BACKGROUND: Body height is associated with venous thromboembolism (VTE) and may contribute to differences in VTE risk in men vs women. OBJECTIVES: To investigate the risk of VTE according to body height in men and women and assess VTE risk in men vs women after adjustment for height in young, middle-aged, and elderly individuals. METHODS: Participants of the Tromsø Study (1994-2020) and the Nord-Trøndelag Health Study (1995-2019) formed the study cohort (N = 114 567). Cox regression was used to estimate hazard ratios (HRs) with 95% CIs of VTE per 10 cm increase in body height in men and women. VTE risk in men vs women was estimated in the age groups 19 to 49, 50 to 74, and ≥75 years before and after adjustment for height. RESULTS: Taller stature was associated with increased VTE risk in both men (HR, 1.34
95% CI: 1.25-1.44) and women (HR, 1.23
95% CI, 1.13-1.33). In the middle-aged, the risk was higher in men than in women (HR, 1.45
95% CI, 1.32-1.60) but diminished after adjustment for height (HR, 0.98
95% CI, 0.85-1.13).
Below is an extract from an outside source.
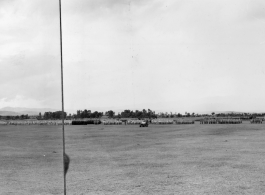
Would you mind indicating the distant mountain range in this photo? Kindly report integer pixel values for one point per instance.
(14, 111)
In the young (HR, 0.87
95% CI, 0.70-1.08) and elderly (HR, 1.08
95% CI, 0.97-1.20), there was no difference in VTE risk in men vs women before adjustment, while the risk was higher in women after height adjustment (HR, 0.60
95% CI, 0.44-0.83 and HR, 0.83
95% CI, 0.71-0.97, respectively). CONCLUSION: Taller stature was a risk factor for VTE in men and women. The risk of VTE in men vs women was substantially affected by adjustment for body height in all age groups.